Marc Mangel is a professor of applied math and statistics, and fellow of Stevenson College, at the University of California, Santa Cruz. His scholarly output extends to many areas of biology: among the books he has written or coauthored are Decision and Control in Uncertain Resource Systems, Dynamic Modeling in Behavioral Ecology (with Colin Clark), The Ecological Detective: Confronting Models with Data (with Ray Hilborn), and Dynamic State Variable Models in Ecology: Methods and Applications (with Colin Clark). The Theoretical Biologist's Toolbox, which follows in the vein of these titles, is a how-to guide with applications. It is arranged into eight chapters and covers broadly sweeping topics, from the evolutionary ecology of parasitoids and the population biology of disease to topics in ordinary and partial differential equations. Mangel aims to give readers the skills they need to understand problems in theoretical and mathematical biology.

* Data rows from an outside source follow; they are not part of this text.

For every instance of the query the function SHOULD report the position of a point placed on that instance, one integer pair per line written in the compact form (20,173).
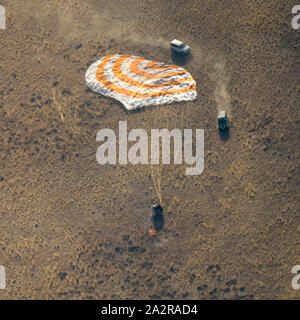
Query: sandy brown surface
(71,228)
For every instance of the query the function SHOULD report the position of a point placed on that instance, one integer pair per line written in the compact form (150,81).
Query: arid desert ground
(73,229)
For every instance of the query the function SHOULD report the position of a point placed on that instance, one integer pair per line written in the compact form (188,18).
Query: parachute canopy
(137,82)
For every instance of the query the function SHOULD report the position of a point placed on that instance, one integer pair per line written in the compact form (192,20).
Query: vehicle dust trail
(215,67)
(221,94)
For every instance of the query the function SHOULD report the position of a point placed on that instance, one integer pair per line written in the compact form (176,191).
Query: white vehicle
(179,47)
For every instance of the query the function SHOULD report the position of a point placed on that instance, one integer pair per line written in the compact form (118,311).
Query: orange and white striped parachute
(137,82)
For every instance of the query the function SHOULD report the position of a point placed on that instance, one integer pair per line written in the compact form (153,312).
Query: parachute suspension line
(156,177)
(155,185)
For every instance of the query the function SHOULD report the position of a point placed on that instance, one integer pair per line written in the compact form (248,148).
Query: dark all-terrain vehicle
(179,47)
(223,121)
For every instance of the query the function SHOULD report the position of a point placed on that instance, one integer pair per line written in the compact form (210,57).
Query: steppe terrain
(73,229)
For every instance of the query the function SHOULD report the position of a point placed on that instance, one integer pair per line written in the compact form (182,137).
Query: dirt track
(71,228)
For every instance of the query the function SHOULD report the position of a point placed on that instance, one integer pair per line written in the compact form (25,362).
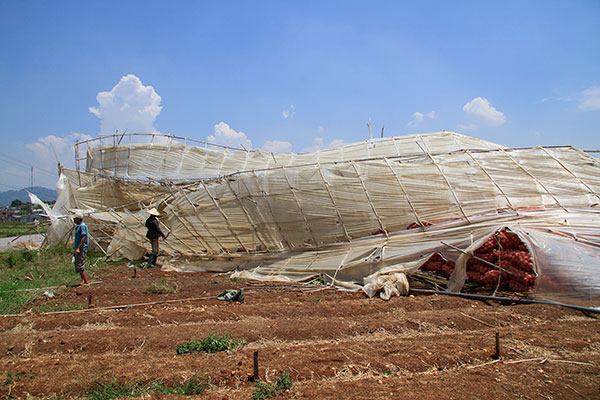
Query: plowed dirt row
(336,345)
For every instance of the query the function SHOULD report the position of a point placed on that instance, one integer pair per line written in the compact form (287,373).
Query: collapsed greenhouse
(355,216)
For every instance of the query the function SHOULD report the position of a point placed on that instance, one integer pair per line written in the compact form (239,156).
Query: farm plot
(333,344)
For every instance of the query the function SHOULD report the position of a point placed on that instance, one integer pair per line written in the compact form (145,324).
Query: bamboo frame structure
(300,214)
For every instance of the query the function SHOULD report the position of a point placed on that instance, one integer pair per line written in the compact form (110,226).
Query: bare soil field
(336,345)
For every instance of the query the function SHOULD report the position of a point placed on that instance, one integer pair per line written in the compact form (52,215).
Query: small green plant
(210,344)
(112,389)
(266,390)
(48,307)
(24,274)
(194,386)
(161,288)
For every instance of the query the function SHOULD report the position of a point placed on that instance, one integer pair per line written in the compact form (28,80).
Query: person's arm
(82,241)
(83,238)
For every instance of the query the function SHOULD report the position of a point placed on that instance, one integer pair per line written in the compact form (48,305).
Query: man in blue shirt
(81,243)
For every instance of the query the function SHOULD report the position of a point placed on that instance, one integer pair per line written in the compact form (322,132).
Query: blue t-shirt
(79,232)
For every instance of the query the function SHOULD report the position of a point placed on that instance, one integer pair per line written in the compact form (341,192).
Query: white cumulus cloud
(44,150)
(289,113)
(482,111)
(129,105)
(277,146)
(589,99)
(48,148)
(320,144)
(419,117)
(226,136)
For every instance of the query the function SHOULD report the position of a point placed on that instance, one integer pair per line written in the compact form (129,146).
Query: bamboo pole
(194,234)
(458,202)
(227,221)
(570,172)
(532,177)
(412,207)
(248,218)
(491,179)
(337,210)
(381,226)
(282,235)
(204,224)
(299,205)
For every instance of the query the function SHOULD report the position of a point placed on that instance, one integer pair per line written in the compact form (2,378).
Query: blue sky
(293,75)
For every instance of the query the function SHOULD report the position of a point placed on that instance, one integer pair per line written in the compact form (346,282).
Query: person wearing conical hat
(153,234)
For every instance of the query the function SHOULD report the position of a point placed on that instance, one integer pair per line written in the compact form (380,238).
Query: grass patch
(23,272)
(114,390)
(211,344)
(49,307)
(266,390)
(162,288)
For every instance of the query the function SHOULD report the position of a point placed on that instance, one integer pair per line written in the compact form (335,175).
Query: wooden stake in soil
(496,355)
(255,376)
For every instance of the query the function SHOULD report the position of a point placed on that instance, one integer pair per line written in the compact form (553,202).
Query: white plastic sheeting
(342,213)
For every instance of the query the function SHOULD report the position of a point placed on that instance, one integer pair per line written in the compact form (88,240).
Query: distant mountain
(43,193)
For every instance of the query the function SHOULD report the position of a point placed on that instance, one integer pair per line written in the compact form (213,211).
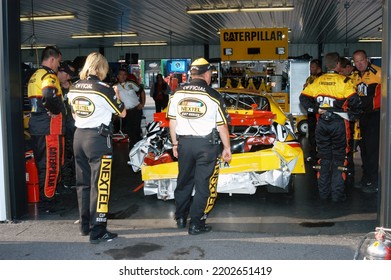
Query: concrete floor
(259,226)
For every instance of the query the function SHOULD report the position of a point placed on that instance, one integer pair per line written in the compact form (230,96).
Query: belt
(89,128)
(208,136)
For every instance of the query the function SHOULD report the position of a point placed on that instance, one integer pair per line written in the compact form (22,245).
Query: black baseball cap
(64,67)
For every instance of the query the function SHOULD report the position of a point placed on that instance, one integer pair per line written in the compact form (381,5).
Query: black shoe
(198,229)
(370,188)
(85,230)
(181,222)
(46,207)
(104,237)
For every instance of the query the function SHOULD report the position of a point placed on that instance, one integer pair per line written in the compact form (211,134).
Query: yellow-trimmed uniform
(337,95)
(312,119)
(93,103)
(198,110)
(368,87)
(47,130)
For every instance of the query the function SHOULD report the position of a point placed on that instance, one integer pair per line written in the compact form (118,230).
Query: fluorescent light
(137,44)
(213,11)
(369,40)
(268,9)
(29,47)
(245,10)
(47,17)
(103,35)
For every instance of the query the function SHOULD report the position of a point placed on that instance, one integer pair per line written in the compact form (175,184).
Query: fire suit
(47,127)
(336,95)
(368,88)
(198,110)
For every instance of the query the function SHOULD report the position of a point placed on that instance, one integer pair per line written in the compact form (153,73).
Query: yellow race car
(265,149)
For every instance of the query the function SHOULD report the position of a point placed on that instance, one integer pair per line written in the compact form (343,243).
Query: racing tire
(302,127)
(288,190)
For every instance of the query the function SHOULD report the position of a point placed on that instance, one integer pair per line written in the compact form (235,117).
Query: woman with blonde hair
(93,103)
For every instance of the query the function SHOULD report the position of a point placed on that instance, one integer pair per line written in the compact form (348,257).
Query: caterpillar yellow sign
(254,44)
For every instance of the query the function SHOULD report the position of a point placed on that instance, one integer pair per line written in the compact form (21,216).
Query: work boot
(370,188)
(198,229)
(105,236)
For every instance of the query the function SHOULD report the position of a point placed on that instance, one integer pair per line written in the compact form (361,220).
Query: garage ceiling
(311,21)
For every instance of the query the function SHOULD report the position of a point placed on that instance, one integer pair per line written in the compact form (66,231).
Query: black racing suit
(93,104)
(368,88)
(47,127)
(197,109)
(335,94)
(312,119)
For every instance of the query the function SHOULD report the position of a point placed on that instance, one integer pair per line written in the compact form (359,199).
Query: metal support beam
(385,124)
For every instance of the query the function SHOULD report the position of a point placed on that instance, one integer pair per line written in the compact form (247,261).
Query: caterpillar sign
(254,44)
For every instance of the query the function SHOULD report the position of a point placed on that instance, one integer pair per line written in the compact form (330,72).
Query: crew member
(312,118)
(197,116)
(367,79)
(332,95)
(47,125)
(93,103)
(129,91)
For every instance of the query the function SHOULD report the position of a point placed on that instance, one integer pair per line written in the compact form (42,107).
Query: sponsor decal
(191,108)
(83,107)
(102,207)
(213,188)
(250,36)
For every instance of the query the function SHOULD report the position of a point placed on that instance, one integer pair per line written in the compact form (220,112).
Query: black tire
(302,127)
(288,190)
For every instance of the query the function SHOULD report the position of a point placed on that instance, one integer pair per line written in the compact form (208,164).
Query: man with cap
(198,118)
(65,74)
(46,125)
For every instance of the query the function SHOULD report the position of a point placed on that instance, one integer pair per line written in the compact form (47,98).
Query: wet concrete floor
(244,226)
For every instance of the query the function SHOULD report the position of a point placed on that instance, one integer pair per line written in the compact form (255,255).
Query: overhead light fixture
(103,35)
(212,11)
(137,44)
(370,40)
(29,47)
(47,17)
(239,9)
(268,9)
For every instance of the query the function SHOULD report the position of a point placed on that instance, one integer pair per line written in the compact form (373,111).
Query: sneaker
(198,229)
(104,237)
(181,222)
(370,188)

The book is a graduate-level text that covers modeling ideas, differential equations, and probability in the first three chapters, and then, in the five sub-sequent ones, the evolutionary ecology of parasitoids, diseases, fisheries, and stochastic population theory, both the basics and its applications in ecology, evolution, and demography. It is an accessible introduction to different models and analyses in theoretical population biology.

Unsurprisingly, as the book was written around a taught course, it is replete with exercises. These are not confined to the end of each chapter but appear after the introduction of associated material. This approach is a huge asset that underscores the book's pedagogic approach to mathematical biology, allowing easy reference to (and reinforcement of) particular topics. Following an exercise, the material extends into the next section of the chapter and concludes with a section identifying further reading to enable a deeper understanding.

Each chapter is self-contained (apart from some basic calculus skills, which are available from any good reference guide), yet there is considerable benefit to starting at the beginning of this book and finishing at the end—it serves aptly as a learning guide as well as a toolbox. The reader can learn how to use one tool well before moving to the next—although knowing how to use a mallet is invaluable, knowing how to use one with a chisel can lead to works of art.

Developing a skill set and populating your own toolbox will not only provide personal edification but also offer unprecedented opportunity to help resolve a growing number of real-world problems that require sets of mathematical sensibilities. Research in areas such as bioinformatics, epidemiology, population ecology, and immunology recently has seen record growth. The application of mathematics to both large-scale patterns (climate change) and fine-scale patterns (cell regulation and gene expression) is revealing detailed insight into the underlying biological phenomena that generate the patterns. The challenge is open for those who are motivated to learn mathematics and biology. Mangel's book should be an inspiration.